Из всего услышанного я, естественно, ни слова не понял, но на всякий случай посмотрел в том направлении, куда направился этот необыкновенный человек, с трудом представляя невзрачного незнакомца в образе ближайшего родственника всамделишного монарха. Того уже и след простыл, и, кроме бабки, торгующей семечками в тени акации, я так никого и не увидел.

- Смотри, никому! Ты забожился, - ещё раз многозначительно заметил на прощание мой товарищ. Больше он, очевидно, и сам ничего не знал, да и мне стали известны некоторые подробности относительно легендарной личности Япончика лишь много лет спустя, когда в руки попала замусоленная и зачитанная до дыр книжка под названием "Одесские рассказы".

Удивительно, но многих соседей по Молдаванке я запомнил в лицо, как бы предчувствуя, что ещё не однажды всплывёт в памяти этот период жизни.
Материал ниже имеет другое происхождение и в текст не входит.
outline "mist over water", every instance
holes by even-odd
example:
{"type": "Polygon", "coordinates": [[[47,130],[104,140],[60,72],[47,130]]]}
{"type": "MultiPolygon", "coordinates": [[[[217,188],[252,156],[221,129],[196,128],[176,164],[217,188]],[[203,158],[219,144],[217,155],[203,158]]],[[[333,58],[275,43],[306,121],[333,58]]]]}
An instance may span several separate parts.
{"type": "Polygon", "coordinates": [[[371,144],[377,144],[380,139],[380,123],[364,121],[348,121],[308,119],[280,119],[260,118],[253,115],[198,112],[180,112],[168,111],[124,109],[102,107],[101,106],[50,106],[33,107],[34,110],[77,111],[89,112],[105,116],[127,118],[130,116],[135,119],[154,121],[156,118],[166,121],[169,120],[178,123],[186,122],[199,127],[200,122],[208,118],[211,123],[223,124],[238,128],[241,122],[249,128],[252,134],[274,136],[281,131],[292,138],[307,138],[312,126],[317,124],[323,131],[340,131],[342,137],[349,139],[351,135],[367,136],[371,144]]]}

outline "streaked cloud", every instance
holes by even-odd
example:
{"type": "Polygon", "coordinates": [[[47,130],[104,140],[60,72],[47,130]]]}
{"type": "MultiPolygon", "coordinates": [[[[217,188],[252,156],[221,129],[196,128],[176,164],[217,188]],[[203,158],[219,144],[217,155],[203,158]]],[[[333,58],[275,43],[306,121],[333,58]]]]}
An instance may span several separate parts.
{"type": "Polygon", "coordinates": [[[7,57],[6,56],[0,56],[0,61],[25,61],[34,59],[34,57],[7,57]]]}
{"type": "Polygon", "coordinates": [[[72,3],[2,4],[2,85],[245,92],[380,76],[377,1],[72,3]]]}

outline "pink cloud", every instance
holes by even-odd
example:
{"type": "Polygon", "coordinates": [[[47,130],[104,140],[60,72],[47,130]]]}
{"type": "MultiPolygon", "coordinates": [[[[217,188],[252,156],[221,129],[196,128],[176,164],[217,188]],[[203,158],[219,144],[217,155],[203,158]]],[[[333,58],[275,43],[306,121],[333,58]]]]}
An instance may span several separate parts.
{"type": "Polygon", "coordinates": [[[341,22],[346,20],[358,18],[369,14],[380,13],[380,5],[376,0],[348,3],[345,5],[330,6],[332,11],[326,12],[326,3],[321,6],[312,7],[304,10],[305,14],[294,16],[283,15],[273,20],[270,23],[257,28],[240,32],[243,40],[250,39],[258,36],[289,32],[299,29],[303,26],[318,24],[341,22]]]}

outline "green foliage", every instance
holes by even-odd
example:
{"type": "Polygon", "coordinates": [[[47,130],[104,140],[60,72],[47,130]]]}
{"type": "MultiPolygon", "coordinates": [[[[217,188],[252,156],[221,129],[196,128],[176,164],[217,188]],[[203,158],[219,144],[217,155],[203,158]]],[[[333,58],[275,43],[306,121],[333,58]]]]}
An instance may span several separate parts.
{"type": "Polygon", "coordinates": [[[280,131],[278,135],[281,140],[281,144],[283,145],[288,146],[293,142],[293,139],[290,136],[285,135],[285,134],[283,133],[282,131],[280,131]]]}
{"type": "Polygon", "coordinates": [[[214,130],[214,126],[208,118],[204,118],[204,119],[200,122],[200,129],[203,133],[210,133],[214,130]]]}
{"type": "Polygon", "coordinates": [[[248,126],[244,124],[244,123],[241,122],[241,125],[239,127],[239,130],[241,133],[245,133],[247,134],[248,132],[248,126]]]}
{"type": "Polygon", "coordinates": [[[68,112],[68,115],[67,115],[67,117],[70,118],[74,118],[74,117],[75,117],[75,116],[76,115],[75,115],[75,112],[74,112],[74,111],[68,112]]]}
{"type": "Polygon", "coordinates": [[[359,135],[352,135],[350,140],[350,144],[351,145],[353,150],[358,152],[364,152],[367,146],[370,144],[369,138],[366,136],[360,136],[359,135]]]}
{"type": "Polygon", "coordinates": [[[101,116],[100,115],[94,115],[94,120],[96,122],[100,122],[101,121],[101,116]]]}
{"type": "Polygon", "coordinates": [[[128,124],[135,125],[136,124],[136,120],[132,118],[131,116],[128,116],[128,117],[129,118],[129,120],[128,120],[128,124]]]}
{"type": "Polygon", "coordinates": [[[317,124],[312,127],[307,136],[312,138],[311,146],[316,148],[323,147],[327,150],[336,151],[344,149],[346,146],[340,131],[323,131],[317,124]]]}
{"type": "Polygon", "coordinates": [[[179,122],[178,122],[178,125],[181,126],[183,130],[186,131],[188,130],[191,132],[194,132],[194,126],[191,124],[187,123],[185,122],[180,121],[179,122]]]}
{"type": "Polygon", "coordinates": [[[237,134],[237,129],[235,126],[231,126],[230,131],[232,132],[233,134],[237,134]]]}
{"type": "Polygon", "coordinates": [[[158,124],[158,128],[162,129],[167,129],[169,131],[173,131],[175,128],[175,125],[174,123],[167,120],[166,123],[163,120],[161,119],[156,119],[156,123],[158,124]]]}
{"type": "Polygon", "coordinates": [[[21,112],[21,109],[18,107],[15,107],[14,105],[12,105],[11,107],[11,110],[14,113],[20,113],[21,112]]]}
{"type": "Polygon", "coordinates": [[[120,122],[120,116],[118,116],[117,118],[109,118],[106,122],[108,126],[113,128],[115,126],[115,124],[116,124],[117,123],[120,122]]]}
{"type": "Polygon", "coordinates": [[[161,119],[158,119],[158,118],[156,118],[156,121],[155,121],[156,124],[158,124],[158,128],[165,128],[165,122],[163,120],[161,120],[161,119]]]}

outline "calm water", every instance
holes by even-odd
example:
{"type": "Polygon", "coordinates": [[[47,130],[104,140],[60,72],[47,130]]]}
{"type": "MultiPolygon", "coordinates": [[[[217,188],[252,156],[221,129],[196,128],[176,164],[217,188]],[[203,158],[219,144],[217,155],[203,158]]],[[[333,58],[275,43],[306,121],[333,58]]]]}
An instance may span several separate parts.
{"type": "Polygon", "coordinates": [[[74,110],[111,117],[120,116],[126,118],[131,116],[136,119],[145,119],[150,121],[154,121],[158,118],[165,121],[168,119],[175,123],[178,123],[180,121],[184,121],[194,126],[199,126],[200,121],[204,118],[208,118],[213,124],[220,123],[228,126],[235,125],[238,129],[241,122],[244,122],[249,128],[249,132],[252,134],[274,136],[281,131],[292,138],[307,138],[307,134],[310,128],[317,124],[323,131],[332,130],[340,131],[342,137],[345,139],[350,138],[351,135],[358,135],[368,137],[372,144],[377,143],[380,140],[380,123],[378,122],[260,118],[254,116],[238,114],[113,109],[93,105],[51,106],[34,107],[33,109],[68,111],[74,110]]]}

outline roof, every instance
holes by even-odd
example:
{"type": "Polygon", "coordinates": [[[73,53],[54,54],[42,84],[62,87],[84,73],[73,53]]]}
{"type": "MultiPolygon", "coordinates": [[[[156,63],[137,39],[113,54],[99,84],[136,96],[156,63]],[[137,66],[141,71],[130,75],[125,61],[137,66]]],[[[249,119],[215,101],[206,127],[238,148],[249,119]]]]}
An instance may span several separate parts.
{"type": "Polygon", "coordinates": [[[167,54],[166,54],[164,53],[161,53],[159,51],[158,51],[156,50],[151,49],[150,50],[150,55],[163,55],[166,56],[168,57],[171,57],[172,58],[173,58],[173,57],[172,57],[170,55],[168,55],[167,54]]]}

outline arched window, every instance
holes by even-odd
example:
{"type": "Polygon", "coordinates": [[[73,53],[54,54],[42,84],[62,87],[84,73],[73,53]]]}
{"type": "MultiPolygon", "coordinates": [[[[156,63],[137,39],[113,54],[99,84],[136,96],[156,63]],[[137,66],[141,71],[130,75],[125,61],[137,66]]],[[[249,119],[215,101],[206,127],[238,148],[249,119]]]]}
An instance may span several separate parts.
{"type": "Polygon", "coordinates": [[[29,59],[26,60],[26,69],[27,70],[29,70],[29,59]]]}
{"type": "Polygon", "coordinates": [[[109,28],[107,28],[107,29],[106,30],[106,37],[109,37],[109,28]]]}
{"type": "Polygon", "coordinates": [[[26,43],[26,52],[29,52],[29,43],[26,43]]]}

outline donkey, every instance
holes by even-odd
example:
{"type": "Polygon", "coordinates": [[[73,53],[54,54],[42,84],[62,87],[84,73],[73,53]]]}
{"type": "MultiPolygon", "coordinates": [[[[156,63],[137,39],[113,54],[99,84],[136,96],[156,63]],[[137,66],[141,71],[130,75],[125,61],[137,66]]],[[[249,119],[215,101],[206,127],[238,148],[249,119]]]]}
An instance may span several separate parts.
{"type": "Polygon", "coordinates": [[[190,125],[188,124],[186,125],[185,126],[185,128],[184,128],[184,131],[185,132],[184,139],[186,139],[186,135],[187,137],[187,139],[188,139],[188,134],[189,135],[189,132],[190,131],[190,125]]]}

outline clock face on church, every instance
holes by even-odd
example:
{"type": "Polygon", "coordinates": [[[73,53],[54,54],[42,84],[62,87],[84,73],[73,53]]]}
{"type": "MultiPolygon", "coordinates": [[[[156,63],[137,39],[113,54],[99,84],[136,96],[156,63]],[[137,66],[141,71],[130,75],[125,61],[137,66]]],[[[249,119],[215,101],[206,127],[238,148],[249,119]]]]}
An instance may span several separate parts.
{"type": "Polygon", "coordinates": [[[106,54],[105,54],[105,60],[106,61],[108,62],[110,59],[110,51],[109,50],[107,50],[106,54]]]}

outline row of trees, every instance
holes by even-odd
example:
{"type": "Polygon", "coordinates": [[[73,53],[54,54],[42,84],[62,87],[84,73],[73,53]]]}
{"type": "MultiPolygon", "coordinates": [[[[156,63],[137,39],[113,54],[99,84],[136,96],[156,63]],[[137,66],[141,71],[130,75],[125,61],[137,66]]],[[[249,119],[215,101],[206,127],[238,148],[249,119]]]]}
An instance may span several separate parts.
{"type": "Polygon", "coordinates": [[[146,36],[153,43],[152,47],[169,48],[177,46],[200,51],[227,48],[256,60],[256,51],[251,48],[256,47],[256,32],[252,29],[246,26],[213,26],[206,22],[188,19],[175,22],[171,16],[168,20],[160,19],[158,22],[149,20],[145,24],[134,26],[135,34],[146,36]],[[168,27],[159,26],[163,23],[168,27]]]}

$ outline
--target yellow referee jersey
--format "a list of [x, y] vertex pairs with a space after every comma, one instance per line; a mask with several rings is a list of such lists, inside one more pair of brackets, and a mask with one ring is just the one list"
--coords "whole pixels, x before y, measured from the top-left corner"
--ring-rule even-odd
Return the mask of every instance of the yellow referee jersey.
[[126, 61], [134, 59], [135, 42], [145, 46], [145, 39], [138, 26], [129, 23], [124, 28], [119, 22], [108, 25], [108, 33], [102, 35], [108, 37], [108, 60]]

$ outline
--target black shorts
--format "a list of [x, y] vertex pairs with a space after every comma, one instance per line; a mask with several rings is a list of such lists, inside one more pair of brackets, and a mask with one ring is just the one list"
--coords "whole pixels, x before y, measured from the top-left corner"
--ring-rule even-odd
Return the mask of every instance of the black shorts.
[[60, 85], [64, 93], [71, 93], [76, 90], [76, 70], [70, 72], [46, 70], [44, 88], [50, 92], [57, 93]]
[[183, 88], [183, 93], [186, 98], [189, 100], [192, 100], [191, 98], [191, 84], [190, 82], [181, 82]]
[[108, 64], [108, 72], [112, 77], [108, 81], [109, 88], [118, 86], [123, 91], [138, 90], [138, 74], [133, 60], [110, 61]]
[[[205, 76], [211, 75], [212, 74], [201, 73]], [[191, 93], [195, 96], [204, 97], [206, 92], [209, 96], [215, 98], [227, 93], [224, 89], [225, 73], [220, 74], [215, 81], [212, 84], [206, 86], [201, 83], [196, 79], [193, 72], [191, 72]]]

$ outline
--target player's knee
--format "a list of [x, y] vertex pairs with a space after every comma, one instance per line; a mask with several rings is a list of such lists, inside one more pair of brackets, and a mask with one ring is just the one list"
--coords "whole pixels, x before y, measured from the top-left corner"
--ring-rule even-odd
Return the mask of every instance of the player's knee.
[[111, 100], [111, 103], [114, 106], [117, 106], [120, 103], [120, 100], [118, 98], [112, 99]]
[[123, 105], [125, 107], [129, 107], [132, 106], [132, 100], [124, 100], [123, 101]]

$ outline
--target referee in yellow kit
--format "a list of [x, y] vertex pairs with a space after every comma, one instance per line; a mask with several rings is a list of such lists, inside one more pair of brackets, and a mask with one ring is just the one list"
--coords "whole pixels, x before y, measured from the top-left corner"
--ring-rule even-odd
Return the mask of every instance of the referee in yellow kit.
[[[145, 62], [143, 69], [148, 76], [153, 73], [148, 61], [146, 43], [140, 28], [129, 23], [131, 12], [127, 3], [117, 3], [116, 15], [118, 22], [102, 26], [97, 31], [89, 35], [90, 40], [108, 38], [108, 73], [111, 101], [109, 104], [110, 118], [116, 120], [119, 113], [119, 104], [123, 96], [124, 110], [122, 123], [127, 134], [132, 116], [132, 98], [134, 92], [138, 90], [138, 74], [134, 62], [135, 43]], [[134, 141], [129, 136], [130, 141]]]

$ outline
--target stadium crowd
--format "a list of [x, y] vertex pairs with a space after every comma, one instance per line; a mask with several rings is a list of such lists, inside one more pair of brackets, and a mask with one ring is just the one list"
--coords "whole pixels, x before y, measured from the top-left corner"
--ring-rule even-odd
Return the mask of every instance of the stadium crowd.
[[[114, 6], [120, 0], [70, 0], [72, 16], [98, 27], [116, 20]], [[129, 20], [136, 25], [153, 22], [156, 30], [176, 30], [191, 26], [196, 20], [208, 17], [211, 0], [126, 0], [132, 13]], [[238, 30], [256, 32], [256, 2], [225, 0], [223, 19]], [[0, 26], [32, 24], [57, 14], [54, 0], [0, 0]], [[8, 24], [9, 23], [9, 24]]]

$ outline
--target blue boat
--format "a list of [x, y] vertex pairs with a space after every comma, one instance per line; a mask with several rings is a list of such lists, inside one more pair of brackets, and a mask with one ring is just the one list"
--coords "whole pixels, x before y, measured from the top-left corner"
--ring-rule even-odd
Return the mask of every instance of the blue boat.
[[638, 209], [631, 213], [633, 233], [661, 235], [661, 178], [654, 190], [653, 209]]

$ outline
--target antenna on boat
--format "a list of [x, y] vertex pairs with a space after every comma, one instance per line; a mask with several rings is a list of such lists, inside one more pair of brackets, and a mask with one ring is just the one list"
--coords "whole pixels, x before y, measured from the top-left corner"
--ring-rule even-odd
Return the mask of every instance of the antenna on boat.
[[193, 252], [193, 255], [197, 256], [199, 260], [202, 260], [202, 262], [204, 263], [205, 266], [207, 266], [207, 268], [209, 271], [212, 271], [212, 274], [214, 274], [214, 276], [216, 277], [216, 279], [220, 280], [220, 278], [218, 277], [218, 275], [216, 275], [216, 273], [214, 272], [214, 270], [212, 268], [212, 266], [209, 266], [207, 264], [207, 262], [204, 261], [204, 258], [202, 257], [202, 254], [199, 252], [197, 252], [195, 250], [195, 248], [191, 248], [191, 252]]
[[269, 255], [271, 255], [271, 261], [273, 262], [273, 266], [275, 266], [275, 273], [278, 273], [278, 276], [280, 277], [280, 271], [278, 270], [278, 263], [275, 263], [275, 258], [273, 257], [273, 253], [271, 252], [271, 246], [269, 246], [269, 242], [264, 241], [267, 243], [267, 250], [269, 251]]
Моё детство проходило среди приличных людей, и совсем не имел значения факт, что некоторые из них успели отсидеть в тюрьме или побывали в колонии. Ну, побывали... Ну, отсидели... Чаще всего обыватель думает именно о неприглядной стороне жизни оступившегося человека, поверив слухам или завидев у того наколку. Тогда, в начале шестидесятых, украшения на коже гипнотизировали, как специальное удостоверение. Если теперь замысловатый рисунок на теле - явление обыденное и ординарное, лишённое всякого загадочного ореола, то пятьдесят лет назад наколки делали только представители определённого мира, и отнюдь не в специальных кабинетах. Да и тематика была простой и понятной, без чуждых советскому человеку вытребенек. Один подобный субъект жил в нашем дворе, и мы с пацанами хорошо знали, что у него было две ходки. Тщедушный и крайне спокойный мужичок, с которым все безоговорочно считались. Его пальцы и кисти рук украшали контуры крестов и колец, а на открытых плечах, когда он снимал пиджак и оставался в майке-алкоголичке, синели крупные звёзды. Человеком он слыл уважаемым, и с ним при необходимости советовались. Как правило, одесские уголовники в быту вели себя смирно, пожалуй, даже тише законопослушных граждан.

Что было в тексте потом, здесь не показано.